# DND Accommodations in Montreal?



## AcornsRus (24 May 2005)

I'm looking to stay in Montreal for a conference and was hoping there are some DND accommodations I could find within the city.  Anyone able to give me some info?


----------



## George Wallace (24 May 2005)

Try going to your OR and have them give you a list of Government "Approved" Hotels near where you are going.  I don't think there is much left of the Quarters in St Hubert.  St Jean is a bit too far out of town in all likelihood for your needs.


----------



## Horse_Soldier (24 May 2005)

Longue-Pointe Garrison is pretty much it in Montreal.  Not my first choice for accommodations, by any stretch.


----------



## aesop081 (24 May 2005)

Horse_Soldier said:
			
		

> Longue-Pointe Garrison is pretty much it in Montreal.   Not my first choice for accommodations, by any stretch.

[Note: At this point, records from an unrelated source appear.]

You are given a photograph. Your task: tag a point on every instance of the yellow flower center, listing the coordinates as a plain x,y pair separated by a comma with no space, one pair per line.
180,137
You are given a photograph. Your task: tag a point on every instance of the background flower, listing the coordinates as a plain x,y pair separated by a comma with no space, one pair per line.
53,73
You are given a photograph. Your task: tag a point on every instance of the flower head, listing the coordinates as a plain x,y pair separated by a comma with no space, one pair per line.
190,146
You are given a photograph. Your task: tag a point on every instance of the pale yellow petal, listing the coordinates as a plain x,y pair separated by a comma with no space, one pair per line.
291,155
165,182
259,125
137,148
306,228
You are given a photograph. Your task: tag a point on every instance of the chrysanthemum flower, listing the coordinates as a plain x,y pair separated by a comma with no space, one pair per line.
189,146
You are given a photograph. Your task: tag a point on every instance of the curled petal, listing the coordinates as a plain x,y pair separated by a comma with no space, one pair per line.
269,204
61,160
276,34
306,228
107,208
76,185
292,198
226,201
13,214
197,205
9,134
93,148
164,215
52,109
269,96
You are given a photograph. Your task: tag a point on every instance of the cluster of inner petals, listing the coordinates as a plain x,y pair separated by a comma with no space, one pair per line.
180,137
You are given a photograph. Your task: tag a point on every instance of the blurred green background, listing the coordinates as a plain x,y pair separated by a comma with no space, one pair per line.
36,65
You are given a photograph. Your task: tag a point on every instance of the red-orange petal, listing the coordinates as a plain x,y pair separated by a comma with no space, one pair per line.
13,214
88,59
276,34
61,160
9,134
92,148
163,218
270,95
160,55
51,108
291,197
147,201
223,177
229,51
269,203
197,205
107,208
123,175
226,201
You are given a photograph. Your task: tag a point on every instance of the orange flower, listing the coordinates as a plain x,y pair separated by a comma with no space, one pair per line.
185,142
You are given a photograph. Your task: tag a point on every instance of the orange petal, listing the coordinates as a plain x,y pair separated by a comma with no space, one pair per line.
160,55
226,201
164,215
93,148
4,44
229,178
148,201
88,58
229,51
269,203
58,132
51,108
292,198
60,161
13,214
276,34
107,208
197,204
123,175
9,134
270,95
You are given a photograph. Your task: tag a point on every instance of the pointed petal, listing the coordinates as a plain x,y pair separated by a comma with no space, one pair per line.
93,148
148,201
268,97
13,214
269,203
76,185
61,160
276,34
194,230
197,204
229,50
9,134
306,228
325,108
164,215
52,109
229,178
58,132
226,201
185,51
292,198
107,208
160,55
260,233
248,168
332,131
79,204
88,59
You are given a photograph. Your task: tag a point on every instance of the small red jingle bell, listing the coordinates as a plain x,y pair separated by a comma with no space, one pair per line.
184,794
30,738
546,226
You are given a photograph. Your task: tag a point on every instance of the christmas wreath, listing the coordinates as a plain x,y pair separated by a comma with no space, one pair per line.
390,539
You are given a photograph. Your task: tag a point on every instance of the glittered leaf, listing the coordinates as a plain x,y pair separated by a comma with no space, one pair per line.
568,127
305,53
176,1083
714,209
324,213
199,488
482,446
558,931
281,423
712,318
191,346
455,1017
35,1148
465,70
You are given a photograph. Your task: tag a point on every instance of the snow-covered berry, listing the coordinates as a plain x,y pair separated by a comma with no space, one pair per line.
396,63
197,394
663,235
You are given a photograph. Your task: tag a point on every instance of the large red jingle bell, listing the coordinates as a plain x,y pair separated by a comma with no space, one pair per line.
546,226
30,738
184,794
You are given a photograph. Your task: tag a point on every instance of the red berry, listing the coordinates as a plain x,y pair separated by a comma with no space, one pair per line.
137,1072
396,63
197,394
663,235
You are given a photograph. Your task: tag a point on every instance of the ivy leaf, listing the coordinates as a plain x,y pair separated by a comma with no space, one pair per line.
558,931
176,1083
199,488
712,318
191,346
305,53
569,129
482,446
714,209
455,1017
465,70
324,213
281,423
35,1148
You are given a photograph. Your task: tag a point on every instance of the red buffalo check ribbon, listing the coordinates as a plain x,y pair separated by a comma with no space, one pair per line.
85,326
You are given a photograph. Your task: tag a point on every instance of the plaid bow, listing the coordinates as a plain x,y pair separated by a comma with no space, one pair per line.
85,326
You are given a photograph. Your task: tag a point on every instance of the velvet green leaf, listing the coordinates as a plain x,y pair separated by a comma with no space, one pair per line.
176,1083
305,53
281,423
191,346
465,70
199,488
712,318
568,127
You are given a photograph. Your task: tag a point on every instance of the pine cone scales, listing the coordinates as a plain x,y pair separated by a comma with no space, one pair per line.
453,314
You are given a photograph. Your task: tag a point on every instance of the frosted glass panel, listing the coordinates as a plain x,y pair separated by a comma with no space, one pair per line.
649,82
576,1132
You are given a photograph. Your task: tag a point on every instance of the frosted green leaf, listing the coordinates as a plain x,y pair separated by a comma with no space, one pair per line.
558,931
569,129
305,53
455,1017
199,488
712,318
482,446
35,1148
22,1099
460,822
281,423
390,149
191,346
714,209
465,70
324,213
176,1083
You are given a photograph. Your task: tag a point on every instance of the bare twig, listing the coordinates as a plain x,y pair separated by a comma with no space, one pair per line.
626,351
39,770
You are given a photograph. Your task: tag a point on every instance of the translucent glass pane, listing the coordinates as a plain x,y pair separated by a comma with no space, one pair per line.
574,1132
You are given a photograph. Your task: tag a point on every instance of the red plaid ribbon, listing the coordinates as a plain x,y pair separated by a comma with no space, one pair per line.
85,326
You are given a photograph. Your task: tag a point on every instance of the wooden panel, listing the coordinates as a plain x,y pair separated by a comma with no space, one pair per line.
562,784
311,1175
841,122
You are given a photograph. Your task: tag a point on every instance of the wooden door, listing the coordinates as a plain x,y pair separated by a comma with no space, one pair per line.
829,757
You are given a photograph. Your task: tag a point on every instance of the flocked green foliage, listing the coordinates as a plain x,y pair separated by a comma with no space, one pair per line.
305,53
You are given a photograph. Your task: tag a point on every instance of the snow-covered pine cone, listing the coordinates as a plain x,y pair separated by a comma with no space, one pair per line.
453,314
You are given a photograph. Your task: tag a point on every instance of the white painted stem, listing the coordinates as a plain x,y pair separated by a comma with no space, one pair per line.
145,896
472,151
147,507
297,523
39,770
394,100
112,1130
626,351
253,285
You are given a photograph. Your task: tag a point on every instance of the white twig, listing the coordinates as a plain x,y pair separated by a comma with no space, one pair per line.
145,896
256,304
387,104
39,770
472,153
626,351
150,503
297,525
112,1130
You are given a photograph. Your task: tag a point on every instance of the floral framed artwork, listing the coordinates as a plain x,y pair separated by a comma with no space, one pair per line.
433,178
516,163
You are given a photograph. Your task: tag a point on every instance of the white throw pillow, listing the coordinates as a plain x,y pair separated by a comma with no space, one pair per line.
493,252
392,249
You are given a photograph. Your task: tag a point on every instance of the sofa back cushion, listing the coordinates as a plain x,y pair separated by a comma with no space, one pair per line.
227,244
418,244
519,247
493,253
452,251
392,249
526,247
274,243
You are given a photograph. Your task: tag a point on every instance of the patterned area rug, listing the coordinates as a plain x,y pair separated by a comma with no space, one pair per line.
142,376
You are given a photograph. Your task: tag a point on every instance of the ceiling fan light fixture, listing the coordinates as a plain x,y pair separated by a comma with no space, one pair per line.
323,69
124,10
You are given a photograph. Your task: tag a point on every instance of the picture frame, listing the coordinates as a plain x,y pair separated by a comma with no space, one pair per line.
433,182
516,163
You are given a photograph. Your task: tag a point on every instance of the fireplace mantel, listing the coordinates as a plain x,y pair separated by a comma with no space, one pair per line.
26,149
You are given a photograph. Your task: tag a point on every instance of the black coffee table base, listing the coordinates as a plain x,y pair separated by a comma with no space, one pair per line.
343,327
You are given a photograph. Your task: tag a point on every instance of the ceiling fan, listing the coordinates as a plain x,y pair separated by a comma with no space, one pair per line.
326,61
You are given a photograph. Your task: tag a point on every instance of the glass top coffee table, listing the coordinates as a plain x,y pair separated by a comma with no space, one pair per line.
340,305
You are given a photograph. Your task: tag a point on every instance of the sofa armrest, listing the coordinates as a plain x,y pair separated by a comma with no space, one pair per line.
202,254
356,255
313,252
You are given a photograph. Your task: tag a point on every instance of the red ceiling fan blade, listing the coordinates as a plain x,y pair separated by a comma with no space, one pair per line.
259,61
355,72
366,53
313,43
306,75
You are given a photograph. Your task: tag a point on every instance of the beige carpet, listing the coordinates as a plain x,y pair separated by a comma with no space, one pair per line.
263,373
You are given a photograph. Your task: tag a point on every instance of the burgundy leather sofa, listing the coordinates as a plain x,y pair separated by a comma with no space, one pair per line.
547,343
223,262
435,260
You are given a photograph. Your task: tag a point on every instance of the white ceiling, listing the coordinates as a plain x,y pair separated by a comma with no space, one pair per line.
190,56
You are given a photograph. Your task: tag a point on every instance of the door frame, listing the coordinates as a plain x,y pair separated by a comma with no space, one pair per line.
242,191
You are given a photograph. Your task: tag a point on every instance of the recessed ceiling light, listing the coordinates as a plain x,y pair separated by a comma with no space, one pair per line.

Its not the greatest but i used it when i would go to montreal and it was free ( transit quarters ) ....can't beat that price  ;D


----------



## GrimRX (25 May 2005)

Would these accomidations be just for those there on military purposes only?  Or general useage for military members?


----------



## aesop081 (25 May 2005)

GrimRX said:
			
		

> Would these accomidations be just for those there on military purposes only?   Or general useage for military members?



I used it going to montreal on leave.  Got there at night, told the base duty NCO i was on leave..he gave me keys to a room and that was it.


----------



## kincanucks (25 May 2005)

If it is official DND business, the Maritime Plaza (115 per night) was nice and it is centrally located on Guy Street


----------



## bwatch (6 Sep 2012)

I might be going back to Montreal to be with my Regiment to take part in the Remembrance Day Parade (Sea of Red Hackles) and I was thinking about Longue-Pointe Garrison too for Accommodations. I am going alone anyway from Vancouver.


----------



## honestyrules (6 Sep 2012)

I haven't stayed on base in Longue-pointe. But I know they just definitely closed the kitchen on august 31st 2012!
Of course there is still a little cafeteria at Base HQ, plenty of restaurants in Mtl and a Timmies really close to the base, but just to let the OP know...

You can read the article on page 5, bottom right.
http://www.journalservir.com/ftp/journaux/VOL_19_NO_04_SERVIR_2012_08_29.pdf?time=1346925002


----------



## The_Dictat (6 Sep 2012)

As 31 august 2012, there is no longer accomodations and DND food services available in Longue-Pointe. You have to use commercial facilities.


----------